Seasonal coefficients were estimated using the classical time series decomposition algorithm by preliminary removal of the trend and cyclic fluctuations using smoothing (moving averages and LOESS algorithm) and averaging the levels of fluctuations for the same months. The corresponding algorithms are implemented in the standard stats package of the R language. For each series, both multiplicative and additive oscillations were estimated, and then the best to reduce 12 autocorrelations was selected.

Findings

As a result of computations for each region and each indicator were obtained the following data: trend, cycles and seasonal models and quantitative evaluations, the share of models of used trends among all the regions, confidence intervals of cycles and seasonal fluctuations, dates and forecasts of cycles peaks, bottoms, their periods lengths, the current stages of the cycles. The consistency of cyclic fluctuations for regions and Russia is also estimated.

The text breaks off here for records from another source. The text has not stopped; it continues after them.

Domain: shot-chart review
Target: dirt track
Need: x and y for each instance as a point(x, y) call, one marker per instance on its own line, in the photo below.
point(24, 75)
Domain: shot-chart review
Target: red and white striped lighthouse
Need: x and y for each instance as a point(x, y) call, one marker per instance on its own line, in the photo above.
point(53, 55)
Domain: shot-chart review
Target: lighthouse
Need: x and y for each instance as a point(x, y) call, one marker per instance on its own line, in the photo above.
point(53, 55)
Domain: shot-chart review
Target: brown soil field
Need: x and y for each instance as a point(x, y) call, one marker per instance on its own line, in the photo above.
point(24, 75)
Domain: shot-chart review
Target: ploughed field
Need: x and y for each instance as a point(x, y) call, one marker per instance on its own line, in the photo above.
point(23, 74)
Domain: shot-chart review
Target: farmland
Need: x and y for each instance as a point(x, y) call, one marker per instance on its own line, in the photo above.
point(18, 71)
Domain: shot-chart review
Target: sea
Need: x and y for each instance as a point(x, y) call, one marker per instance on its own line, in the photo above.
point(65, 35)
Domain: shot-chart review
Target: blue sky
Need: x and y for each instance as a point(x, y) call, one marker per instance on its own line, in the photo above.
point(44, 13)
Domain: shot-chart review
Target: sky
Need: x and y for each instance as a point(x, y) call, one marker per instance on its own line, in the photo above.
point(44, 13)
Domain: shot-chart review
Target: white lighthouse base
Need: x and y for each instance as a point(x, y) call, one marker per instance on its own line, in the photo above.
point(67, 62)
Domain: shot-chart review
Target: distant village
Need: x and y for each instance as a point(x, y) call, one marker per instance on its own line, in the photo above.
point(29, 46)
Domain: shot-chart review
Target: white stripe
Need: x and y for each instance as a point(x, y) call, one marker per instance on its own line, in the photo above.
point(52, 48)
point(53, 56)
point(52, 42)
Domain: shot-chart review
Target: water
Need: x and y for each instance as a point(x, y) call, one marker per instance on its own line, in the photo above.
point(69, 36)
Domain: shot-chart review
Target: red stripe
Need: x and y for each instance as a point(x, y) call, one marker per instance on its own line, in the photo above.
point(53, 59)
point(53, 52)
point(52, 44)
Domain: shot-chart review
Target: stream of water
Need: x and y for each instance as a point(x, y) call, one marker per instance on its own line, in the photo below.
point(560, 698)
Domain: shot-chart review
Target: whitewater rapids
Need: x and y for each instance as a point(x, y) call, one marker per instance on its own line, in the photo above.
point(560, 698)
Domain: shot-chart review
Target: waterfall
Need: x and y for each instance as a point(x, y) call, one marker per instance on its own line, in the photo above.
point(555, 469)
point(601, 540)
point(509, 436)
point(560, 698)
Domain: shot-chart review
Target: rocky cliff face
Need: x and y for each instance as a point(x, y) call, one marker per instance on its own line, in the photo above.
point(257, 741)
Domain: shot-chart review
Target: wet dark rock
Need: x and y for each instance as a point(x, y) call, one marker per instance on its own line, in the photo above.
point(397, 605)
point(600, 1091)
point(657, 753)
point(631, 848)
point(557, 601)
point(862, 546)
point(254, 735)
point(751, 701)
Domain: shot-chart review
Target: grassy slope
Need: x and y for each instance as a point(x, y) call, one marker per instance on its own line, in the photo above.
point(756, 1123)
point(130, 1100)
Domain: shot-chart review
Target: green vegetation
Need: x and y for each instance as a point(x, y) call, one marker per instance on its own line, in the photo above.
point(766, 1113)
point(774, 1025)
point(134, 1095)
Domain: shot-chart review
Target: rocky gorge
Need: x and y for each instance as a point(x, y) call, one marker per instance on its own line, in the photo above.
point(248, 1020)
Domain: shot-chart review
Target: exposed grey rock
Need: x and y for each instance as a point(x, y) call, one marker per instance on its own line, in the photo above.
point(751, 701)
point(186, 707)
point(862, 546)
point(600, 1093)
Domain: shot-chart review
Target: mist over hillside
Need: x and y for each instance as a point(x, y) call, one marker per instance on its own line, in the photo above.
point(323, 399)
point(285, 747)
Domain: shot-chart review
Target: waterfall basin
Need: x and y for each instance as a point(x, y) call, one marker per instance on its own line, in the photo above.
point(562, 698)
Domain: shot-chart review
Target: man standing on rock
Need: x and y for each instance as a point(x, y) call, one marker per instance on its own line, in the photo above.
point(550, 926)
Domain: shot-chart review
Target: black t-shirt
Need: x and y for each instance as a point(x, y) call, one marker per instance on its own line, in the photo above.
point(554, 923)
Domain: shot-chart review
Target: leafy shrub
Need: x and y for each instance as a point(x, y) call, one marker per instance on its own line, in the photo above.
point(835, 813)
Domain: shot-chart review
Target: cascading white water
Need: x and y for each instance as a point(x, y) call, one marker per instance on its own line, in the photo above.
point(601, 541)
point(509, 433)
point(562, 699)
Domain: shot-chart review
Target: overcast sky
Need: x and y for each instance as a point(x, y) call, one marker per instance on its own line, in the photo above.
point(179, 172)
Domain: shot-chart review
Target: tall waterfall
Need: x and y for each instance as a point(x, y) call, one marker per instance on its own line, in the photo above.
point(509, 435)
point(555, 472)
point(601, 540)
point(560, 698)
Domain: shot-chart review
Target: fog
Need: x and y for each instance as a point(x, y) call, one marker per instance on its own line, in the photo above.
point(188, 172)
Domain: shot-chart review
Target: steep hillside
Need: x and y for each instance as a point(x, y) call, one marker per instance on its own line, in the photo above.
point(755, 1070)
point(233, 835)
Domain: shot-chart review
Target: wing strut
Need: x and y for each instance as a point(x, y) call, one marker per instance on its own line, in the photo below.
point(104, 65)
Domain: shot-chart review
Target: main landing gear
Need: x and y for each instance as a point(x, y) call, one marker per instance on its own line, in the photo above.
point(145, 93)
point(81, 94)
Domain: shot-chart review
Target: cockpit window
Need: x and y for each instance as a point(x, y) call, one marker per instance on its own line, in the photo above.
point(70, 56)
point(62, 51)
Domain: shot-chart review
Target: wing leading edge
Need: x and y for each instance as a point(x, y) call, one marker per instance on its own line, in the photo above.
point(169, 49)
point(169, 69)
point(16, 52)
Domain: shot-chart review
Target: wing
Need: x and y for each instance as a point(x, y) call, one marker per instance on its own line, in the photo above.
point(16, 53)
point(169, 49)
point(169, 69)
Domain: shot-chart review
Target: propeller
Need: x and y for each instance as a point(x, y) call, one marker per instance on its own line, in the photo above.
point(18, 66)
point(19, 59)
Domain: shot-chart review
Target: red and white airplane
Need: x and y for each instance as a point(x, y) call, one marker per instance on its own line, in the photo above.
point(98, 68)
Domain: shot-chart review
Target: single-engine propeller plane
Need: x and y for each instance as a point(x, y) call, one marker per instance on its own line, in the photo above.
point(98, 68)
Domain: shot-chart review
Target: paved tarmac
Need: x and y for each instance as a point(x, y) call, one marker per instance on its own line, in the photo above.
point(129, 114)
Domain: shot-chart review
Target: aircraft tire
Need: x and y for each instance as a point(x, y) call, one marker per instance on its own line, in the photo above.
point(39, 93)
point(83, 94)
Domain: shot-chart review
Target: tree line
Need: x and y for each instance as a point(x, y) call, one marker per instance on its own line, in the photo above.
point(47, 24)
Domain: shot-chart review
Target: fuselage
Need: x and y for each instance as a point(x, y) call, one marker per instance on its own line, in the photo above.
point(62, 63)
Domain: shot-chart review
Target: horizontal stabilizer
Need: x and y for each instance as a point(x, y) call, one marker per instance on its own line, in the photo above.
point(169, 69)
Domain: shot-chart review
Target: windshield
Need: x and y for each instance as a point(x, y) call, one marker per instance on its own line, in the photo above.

Using the models for each economic sector we have built plots similar to the one shown on Fig. 01 . Each point represents one region at given month. Color of the points depends of their values: the closer the point to the mean value at the corresponding month the brighter yellow color it has. So the black dots represent a dynamic that is very different from other regions and Russia as a whole. The charts also show the average levels (red line), medians (white solid line) and quartiles (white dotted line) for each period (figure 01 ).

See Full Size >

Source: authors (developed using R).

Average cycle periods for each region were also estimated. Note that most indicators are characterized by short Kitchen cycles of 2-3 years, superimposed on longer 5-6-year cycles. The exception is the dynamics of prices with cycles of 7-8 year periods and retail stocks with 4-6 year periods. The downturn in the construction industry trend observed for most regions may be part of a longer-than-sample Kuznets cycle. In 2018-2019, most regions go through the bottom of the construction and consumer price cycles. The bottom of the retail inventory cycle in most regions is taking place later, closer to 2020.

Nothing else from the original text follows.